It so happens that the historical event of founding the city of Rome, which is the
seminal moment for the founding of the Roman Empire, coincides with a mythological
event, a purely imaginary incident involving two non-historical characters. The
mythical twins, Romulus and Remus, cannot be identified as historical persons,
yet they are said to have founded Rome at that precise historical moment, 747 BCE. From the seminal moment, there was considerable concern about the longevity of
the empire founded by Romulus. Speculations were rampant. The entire population
went through periodic panic attacks about the predicted term of expiration. The
duration of the twelve vultures was calculated in dozens of ways, resulting in a
range of different end-times. Although there was no universal agreement on the
date the Empire would end, the belief that it was predestined to end was never
shaken. It was widely believed that its demise would be due to estrangement from
the guiding powers who oversee human affairs. Word Games in the Dark Ages Through the Dark Ages, metahistorical inquiry was precluded by the totalitarian
view of history enshrined in the Judaeo-Christian agenda of linear time. This
vision of history assumes that everything pivots on a unique moment when God
intervenes in history. This scripting formula is one of the most powerful
instruments ever conceived by the human mind to control how the mind thinks
about its own experience. Wherever this formula prevails, it precludes and
"overwrites" all other versions of history. Historical scripts by
the Church Fathers and other writers who endorsed the Christian ideology of
salvation were cosmically formatted on a pivotal moment, the Incarnation. This
version of history totally cancels out the vision of eternal recurrence
characteristic of pagan philosophy and ethics. Consequently, metahistorical
inquiry had to go underground where it assumed cryptic forms, as suppressed
knowledge tends to do.

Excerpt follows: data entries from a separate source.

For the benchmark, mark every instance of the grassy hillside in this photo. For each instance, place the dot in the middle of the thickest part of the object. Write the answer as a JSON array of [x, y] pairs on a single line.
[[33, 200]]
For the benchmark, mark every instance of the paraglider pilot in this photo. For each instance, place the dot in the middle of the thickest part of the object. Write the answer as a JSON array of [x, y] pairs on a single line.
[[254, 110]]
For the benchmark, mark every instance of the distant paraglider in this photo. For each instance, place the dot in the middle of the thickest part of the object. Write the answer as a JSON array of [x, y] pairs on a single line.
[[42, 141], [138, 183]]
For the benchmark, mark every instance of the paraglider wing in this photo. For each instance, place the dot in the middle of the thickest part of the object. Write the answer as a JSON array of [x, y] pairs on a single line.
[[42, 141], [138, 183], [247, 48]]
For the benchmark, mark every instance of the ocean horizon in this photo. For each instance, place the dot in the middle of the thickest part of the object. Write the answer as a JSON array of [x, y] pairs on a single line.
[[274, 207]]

The anticipation that the dominant social system will break down is consistent with the perennial theme of world-ending found in the earliest instances of metahistorical inquiry. This view clashes with conservative ideology because conservatism always assumes that the dominant system is the best and most enduring. The underground writings of Isadore must have been consoling to people of anti-establishment sentiments in the Middle Ages, who had no free and open channel to express their discontent. Typically, those who understand the secret meaning of words (and hence, of scripts and the behavior they determine) will also be privy to the secret course of events. Like the "Hoffman Wire," the Etymologies were subversive. Metahistory can be subversive as well, but it does not operate from a preformulated agenda of reform or revolution. Metahistory always questions assumptions about social order, and it takes a critical view of the fashionable ideology inherent to any such assumptions, while at the same time it seeks to discover the inherent patterns that might insure sanity and stability for human society over the long term. The Trinity of Ages After Isadore of Seville, six centuries pass before a full-blown metahistorical
model emerges. This occurs in the work of Joachim of Floris (pronounced JO-ukim),
a Cistercian monk who lived in Calabria, southern Italy, at the end of the 12th
century. In this case, the model was the result of a visionary experience. In a
vision Joachim saw the end of the hierarchy of the Catholic Church and the rise
of a new belief-system that would emerge from the lifeless carapace of Christian
doctrine. His visionary view of history reflects cosmic formatting charged with a
new and enriched content. Although the culminating moment he foresaw was beyond history, Joachim assigned to
it the specific date of 1260, some sixty years after his death. This was the moment
when the Ecclesia Spiritualis, the spiritual brotherhood of humanity, would
emerge, so he believed, and take over the role previously played by the Church.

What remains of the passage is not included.